FEEL

 

Now drop below the radar of the visual, beneath the cartographer’s contour and the bureaucrat’s grid. Down here at ground level the city is encountered through the logic of a different system of narration; its stories voiced in the language of more marginal and experiential translations. Wandering disrupts the dominant optical orientation of mapping — the static, atemporal form of spatiality through which a place is officially described — by drawing attention to the way in which space is always under construction and understood by the range of senses, not only through sight. At close range it is no longer possible to visually experience the city as a map. It must be registered through another sensory order. It must be felt. Close your eyes and allow your feet to read the streets as though they were braille, as though they were a musical score.

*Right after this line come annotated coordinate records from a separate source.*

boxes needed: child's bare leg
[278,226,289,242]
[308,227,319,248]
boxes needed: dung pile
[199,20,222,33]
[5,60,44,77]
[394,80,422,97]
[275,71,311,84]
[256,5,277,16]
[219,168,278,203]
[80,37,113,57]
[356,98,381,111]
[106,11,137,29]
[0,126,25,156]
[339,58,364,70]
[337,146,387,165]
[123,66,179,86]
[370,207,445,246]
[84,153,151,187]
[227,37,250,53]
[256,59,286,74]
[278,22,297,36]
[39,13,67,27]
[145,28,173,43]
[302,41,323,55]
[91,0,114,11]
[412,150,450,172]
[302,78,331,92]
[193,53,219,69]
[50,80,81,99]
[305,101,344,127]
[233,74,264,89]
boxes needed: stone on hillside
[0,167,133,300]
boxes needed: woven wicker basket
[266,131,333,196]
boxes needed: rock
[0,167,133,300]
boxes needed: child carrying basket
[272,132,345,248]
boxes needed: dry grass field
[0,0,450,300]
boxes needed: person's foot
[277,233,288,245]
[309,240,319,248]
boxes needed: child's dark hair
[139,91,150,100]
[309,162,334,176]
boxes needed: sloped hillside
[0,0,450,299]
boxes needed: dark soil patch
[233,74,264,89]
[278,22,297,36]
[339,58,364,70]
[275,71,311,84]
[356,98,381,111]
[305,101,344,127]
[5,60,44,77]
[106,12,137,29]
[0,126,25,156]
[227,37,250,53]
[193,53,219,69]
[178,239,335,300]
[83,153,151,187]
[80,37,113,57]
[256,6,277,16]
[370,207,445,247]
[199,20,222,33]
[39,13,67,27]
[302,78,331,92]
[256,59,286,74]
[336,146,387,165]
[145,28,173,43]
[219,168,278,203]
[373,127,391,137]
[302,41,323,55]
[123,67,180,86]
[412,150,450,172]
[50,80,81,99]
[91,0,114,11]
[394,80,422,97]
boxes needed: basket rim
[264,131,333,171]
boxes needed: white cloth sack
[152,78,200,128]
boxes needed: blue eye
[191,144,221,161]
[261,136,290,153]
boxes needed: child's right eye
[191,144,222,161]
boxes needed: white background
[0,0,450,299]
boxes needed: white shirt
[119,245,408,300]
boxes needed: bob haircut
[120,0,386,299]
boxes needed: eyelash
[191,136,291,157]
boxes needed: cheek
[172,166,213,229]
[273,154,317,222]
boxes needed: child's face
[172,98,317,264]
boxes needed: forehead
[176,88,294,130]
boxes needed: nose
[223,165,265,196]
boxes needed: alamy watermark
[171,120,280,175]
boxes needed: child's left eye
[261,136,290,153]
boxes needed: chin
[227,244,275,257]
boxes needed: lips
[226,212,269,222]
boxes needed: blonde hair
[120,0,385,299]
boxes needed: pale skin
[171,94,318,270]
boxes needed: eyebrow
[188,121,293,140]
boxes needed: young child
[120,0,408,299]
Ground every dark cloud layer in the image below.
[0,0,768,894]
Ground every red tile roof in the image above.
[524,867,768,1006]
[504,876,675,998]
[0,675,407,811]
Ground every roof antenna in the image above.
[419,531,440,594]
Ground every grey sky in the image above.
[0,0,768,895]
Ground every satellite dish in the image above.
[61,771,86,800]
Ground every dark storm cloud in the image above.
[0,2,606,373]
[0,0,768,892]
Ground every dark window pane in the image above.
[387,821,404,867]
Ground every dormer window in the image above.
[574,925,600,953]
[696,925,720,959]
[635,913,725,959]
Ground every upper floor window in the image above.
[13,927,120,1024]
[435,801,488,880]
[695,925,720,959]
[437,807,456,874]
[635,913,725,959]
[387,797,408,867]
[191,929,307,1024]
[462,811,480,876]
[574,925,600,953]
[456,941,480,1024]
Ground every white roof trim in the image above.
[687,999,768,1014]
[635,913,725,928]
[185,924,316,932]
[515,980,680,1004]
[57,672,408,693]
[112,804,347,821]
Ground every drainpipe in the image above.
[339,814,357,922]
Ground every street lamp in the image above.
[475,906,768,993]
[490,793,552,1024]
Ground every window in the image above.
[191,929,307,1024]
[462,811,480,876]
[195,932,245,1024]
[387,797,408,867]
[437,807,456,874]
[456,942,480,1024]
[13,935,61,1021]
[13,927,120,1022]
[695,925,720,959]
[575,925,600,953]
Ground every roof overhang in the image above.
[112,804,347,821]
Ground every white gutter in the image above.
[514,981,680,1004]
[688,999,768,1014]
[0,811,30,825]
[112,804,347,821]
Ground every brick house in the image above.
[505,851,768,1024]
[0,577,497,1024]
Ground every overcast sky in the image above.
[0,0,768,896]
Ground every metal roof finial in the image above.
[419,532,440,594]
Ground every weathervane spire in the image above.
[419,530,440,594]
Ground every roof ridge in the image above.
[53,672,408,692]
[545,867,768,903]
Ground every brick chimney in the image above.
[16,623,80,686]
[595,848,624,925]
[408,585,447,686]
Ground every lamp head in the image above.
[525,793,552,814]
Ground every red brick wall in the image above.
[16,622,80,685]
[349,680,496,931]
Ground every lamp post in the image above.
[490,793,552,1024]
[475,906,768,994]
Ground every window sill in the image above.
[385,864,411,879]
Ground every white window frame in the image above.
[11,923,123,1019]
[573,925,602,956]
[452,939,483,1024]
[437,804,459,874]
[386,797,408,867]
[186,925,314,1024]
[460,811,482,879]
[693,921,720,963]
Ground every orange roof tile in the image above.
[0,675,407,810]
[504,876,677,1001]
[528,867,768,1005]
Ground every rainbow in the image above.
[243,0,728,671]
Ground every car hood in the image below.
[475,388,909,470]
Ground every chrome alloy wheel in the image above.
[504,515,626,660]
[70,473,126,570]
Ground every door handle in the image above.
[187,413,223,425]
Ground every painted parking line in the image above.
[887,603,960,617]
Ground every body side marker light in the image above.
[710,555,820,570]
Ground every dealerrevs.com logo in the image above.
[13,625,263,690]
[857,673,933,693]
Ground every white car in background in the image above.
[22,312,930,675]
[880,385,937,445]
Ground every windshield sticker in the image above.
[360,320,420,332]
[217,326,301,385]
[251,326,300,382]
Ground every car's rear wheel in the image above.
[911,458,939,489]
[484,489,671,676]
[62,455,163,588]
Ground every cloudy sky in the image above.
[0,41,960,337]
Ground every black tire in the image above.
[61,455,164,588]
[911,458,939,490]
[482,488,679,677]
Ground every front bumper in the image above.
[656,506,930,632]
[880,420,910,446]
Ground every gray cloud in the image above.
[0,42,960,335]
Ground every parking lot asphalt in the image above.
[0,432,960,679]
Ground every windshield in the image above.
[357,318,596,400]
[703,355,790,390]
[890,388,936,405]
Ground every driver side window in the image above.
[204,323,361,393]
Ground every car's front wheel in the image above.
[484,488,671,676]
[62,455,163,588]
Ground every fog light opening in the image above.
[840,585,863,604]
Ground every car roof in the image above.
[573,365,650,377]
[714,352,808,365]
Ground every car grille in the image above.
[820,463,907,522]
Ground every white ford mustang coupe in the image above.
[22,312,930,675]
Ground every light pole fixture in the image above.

Pay attention to its orchestral patterns and invisible tempo — to the repeated rhythms and staccato breaks, interludes, capricious ruptures, to the melody of wear played out and manifest in heavy palimpsest and notations along the margins. Construct a way of speaking back, as an echo or vibration drawn and performed through your body. Choreograph your reply as a silent eulogy, to others who have walked along this way.

 

From Emma Cocker, The Yes of the No, (Sheffield: Site Gallery, 2016),  p. 43. Revised extract of a text entitled ‘Pay Attention to the Footnotes’ previously published as part of a series of publicly sited postcards and artists’ pamphlet produced in collaboration with the project Open City (2007–2010).